Media analyst Steve Allen, Pearman’s director of strategy and research: “The new seven year deal is $1.5 billion but this is a maximum based on some elements of ratings performance on Seven’s side of the equation.

“It was reported that Paramount was interested but only if it could secure both the FTA and subscription rights.”

He says the Seven strategy had three elements:

  • An ongoing dispute on what Cricket Australia supplied within the contract, in terms of calendar, tournaments, scheduling, popularity plus quality of players/competition, with particular reference to, but not confined to the Big Bash League.
  • A legal case (now dropped)
  • A pre-emptive deadline for formal acceptance OR rejection set by Seven for 5pm, December, 30, 2022.

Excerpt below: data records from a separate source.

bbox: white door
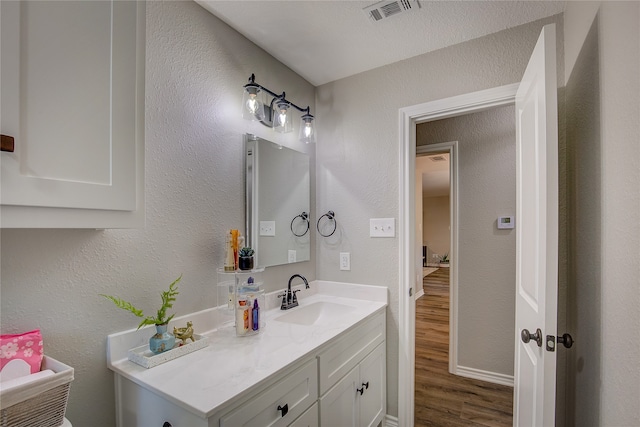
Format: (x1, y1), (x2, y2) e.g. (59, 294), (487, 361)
(513, 24), (559, 427)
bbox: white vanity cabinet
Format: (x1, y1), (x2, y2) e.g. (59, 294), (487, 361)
(0, 0), (145, 228)
(116, 357), (317, 427)
(318, 312), (386, 427)
(108, 289), (387, 427)
(319, 344), (385, 427)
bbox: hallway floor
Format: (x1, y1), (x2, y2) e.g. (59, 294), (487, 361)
(415, 268), (513, 426)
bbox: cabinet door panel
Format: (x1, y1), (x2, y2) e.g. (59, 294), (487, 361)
(358, 344), (386, 427)
(318, 311), (385, 394)
(1, 0), (137, 211)
(220, 358), (318, 427)
(320, 367), (358, 427)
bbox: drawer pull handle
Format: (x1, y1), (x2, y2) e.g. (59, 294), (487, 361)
(362, 381), (369, 390)
(357, 386), (365, 396)
(277, 403), (289, 417)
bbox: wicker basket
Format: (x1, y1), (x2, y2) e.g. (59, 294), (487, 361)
(0, 356), (73, 427)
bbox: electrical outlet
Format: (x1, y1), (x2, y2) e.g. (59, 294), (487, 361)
(259, 221), (276, 236)
(340, 252), (350, 271)
(288, 250), (297, 263)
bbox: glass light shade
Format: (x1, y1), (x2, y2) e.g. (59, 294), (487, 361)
(242, 85), (265, 121)
(299, 114), (316, 144)
(273, 100), (293, 133)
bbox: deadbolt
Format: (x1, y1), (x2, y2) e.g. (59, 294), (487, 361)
(521, 328), (543, 347)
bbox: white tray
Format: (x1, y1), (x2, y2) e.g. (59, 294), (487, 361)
(127, 334), (208, 369)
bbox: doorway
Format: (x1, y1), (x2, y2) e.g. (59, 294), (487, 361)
(398, 83), (519, 426)
(415, 142), (457, 374)
(414, 130), (515, 425)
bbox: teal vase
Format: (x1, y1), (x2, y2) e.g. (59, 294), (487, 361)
(149, 324), (175, 354)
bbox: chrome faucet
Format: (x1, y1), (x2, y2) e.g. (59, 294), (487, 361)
(279, 274), (310, 310)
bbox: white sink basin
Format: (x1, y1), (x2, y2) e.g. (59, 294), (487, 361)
(273, 301), (355, 326)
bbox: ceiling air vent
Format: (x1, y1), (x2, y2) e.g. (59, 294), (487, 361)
(430, 155), (447, 162)
(363, 0), (419, 22)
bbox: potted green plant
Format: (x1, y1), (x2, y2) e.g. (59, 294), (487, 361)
(238, 247), (255, 271)
(439, 253), (450, 268)
(101, 275), (181, 354)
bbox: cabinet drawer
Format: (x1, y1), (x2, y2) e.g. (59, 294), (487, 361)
(289, 402), (318, 427)
(318, 311), (385, 395)
(220, 358), (318, 427)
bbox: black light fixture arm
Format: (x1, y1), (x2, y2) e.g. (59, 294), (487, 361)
(245, 74), (313, 117)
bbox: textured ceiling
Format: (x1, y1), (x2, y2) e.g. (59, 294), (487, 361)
(196, 0), (565, 86)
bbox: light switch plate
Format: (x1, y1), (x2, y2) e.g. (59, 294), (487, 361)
(259, 221), (276, 236)
(288, 250), (297, 263)
(370, 218), (395, 237)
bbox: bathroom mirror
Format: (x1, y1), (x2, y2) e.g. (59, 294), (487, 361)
(244, 134), (310, 267)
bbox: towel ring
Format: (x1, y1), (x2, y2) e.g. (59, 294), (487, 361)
(317, 211), (337, 237)
(290, 212), (310, 237)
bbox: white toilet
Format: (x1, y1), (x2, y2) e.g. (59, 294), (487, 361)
(61, 418), (72, 426)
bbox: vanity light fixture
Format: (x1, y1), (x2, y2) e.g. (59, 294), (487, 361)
(242, 80), (266, 122)
(299, 112), (315, 144)
(273, 98), (293, 133)
(242, 74), (316, 144)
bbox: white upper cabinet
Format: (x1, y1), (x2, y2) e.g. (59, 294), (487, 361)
(0, 1), (145, 228)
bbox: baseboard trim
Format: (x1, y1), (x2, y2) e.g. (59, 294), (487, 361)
(415, 288), (424, 299)
(384, 414), (399, 427)
(455, 365), (514, 387)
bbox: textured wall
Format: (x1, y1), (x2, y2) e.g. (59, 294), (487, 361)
(0, 2), (315, 426)
(316, 15), (563, 417)
(417, 106), (516, 376)
(564, 2), (640, 426)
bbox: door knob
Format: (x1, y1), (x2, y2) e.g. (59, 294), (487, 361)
(557, 333), (573, 348)
(521, 328), (542, 347)
(545, 332), (574, 351)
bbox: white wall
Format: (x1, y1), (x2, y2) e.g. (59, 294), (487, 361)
(422, 195), (450, 260)
(564, 2), (640, 426)
(417, 105), (517, 376)
(316, 15), (563, 417)
(0, 2), (315, 426)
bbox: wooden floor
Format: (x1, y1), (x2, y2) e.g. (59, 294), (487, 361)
(415, 268), (513, 427)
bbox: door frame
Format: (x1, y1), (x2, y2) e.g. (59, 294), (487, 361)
(398, 83), (519, 426)
(416, 141), (458, 374)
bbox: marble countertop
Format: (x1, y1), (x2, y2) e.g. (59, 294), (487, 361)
(107, 281), (387, 419)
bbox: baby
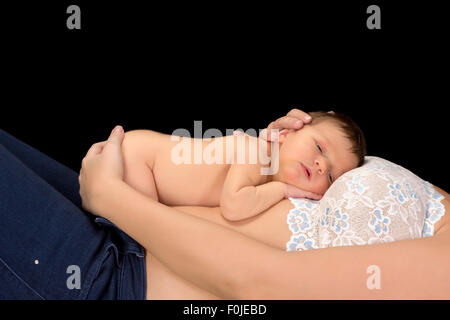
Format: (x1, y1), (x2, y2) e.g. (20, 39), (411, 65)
(121, 111), (367, 221)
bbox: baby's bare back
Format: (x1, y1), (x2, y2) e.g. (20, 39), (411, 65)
(122, 129), (240, 206)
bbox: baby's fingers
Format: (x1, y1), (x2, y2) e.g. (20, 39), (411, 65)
(302, 191), (323, 201)
(284, 183), (322, 200)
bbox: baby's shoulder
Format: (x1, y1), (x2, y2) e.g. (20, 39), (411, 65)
(123, 129), (170, 162)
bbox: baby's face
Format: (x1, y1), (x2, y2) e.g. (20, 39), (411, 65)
(273, 120), (358, 195)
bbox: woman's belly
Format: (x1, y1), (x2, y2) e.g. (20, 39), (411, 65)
(143, 200), (295, 299)
(145, 252), (222, 300)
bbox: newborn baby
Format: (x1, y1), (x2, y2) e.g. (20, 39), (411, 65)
(121, 111), (366, 221)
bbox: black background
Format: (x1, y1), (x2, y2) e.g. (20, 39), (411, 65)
(2, 0), (449, 193)
(1, 1), (450, 312)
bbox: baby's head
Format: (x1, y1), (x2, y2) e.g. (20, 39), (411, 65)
(272, 111), (367, 195)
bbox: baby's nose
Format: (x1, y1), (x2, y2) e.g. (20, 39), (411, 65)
(314, 158), (329, 175)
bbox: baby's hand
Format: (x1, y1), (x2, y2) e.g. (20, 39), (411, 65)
(284, 183), (323, 200)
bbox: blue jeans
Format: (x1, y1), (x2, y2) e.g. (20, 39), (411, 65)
(0, 129), (146, 299)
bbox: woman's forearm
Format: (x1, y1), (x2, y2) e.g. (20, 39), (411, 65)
(98, 180), (279, 299)
(96, 180), (450, 299)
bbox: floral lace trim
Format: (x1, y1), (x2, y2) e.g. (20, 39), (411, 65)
(286, 182), (446, 251)
(286, 198), (320, 251)
(422, 181), (446, 237)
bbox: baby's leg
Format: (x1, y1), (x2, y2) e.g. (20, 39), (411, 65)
(122, 130), (159, 201)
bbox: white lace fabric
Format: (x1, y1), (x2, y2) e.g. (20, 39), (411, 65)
(286, 156), (446, 252)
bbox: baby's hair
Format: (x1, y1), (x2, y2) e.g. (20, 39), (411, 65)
(309, 111), (367, 167)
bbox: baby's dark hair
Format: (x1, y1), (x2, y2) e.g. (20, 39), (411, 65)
(309, 111), (367, 167)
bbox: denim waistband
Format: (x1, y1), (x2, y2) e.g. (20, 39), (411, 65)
(81, 217), (146, 300)
(94, 217), (145, 258)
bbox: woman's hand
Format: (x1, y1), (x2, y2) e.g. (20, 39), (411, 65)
(79, 125), (125, 215)
(259, 108), (312, 141)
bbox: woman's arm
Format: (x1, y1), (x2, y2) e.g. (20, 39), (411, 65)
(259, 229), (450, 299)
(96, 180), (276, 299)
(96, 180), (450, 299)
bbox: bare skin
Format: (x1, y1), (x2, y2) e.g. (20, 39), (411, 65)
(121, 130), (296, 299)
(79, 110), (450, 299)
(143, 189), (450, 299)
(145, 201), (294, 299)
(120, 130), (449, 299)
(121, 122), (353, 208)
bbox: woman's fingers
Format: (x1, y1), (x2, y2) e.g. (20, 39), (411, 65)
(268, 116), (304, 131)
(81, 126), (125, 173)
(106, 125), (124, 146)
(85, 141), (107, 158)
(268, 109), (312, 131)
(286, 109), (312, 124)
(260, 108), (313, 141)
(260, 124), (296, 142)
(84, 126), (124, 159)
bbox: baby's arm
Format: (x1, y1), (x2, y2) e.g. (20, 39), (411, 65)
(220, 135), (287, 221)
(220, 163), (286, 221)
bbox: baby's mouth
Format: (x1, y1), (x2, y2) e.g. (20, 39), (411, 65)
(300, 163), (311, 181)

Allen: “These various tactics clearly worked in the end as Seven have reportedly renewed the contract at a near 15% discount; $75 million per annum to $65 million. plus a 2% a year rise, plus $7 million a year contra.

“We understand there is also a Cricket Australia revenue enhancer, or discounter, based on FTA ratings performance.

“Seven will cover the Tests and the Big Bash League (BBL) while Foxtel retains the T20 and One Day Internationals exclusively. The Women's Big Bash League is included on both.

“This means Foxtel’s contribution and proportion has increased from $125 million p.a. to near $140 million p.a., or from 60% to 65% of the total cost.”

Is it worth it?

Allen: “What media coverage of these rights issues do not often get is both Context and Perspective. Very simply, TV ratings deliver revenue.

“Thus it is primarily the ratings potential which does and should determine the amount of risk in any bid. Within this the extra ingredients are scheduling and hours of play.

“Plus any production costs, although these have come down as a lot of sports today provide their own host feed as the sports (particularly domestic) want to retain the copyright over coverage, digital rights and replay.

“Olympics are pretty simple; approximately 224 hours (on the primary channel) of live telecasting, however with modern technology, Seven have used up to 45 digital streaming channels simultaneously, plus use of their 3 Digital Broadcast channels.

“Cricket is much more variable due to weather, standard of competition….but anywhere from 368 hours to 460 - 500 hours depending on the schedule. BBL will be cut back from 61 matches in recent years back to a previous calendar of a 43 match competition. Presently Tests are around 30%-43% of hours. Tests are 75-80% daytime and presently out-rate BBL by around 2 to 1 despite BBL being nearly all Peak night.”

Analysts at investment bank Goldman Sachs: “Cricket Sports rights extended to 2031 with the seven-year package worth $1.512 billion (A$216 million p.a. Vs 2019-24 cost of $197 million p.a.).

“Despite now securing the FTA + shared digital rights (previously just Kayo), SWM expects $65 million in FY25 cash costs, representing a -13% reduction vs. the current agreement, with similar contra as previous.

“However we do note the new terms include a shorter BBL season (c.30% fewer games), and do not include 10 ‘Super Saturday’ BBL games held exclusively by NWS.

“While we see the discount SWM achieved vs historical costs as a positive outcome from the negotiations, especially when compared to other recent sportscost negotiations (Tennis/AFL/NRL increasing) and noting the inclusion of digital
rights, we believe this is offset by the smaller BBL schedule, and revenue share model (lower upside).”